Figure EV3. Silencing TOR‐expression reduces ARF19 in TOR‐deficient pericycle cells after synchronized LR‐induction

1. A

   Representative confocal images of mVenus accumulation in 7 DAG UB10pro>>amiR‐TOR/pARF19‐5′UTR::mVENUS seedlings. Seedlings were pre‐treated for 24 h with mock (DMSO) or 10 μM ß‐Estradiol to induce TOR knockdown and then transferred to 10 μM IAA to induce LR formation synchronously. Scale bar: 50 μm, n ≥ 11 individual roots.

2. B

   Quantification of mean gray values in the nuclei of the pericycle cells. Significant differences between mVENUS‐signal of 10 μM IAA treated seedlings either DMSO or Est pre‐treated roots based on paired t‐test.

Source data are available online for this figure.

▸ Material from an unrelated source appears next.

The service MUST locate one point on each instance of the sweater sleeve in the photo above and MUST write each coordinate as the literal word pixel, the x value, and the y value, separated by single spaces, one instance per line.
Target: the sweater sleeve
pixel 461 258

Figure 6. TOR is required for aARF7/ARF19 independent formation of adventitious roots via WOX11

1. A

   Abundance of WOX11 transcripts in RNAseq samples. mRNA accumulation in response to auxin is elevated when TOR is knocked down. n = 3 biological replicates.

2. B

   Distribution of GUS‐staining in UB10pro>>amiR‐TOR/WOX11pro::GUS seedlings 6 days after transfer to 10 μM Est. The proportion of root bends with the depicted phenotype is indicated.

3. C

   The arf7/arf19 mutant shows defective LR initiation.

4. D

   Formation of roots (arrows) close to the wound site of arf7/arf19 primary roots 6 days after excision (DAE).

5. E

   Blocking TOR‐activity via exposure to 10 μM AZD8055 (AZD) resulted in the loss of rooting capability on the wound site of arf7/arf19 primary roots at 6 DAE. Scale bars = 3 mm.

6. F, G

   Close‐ups indicate root formation location or absence of root formation on ctrl media and AZD‐containing media, respectively, in arf7/arf19 primary roots at 6 DAE. The proportion of root wound sites with the depicted phenotype is indicated. Scale bars = 100 μm.

7. H

   Model for TOR dependency of root branching in Arabidopsis.

Source data are available online for this figure.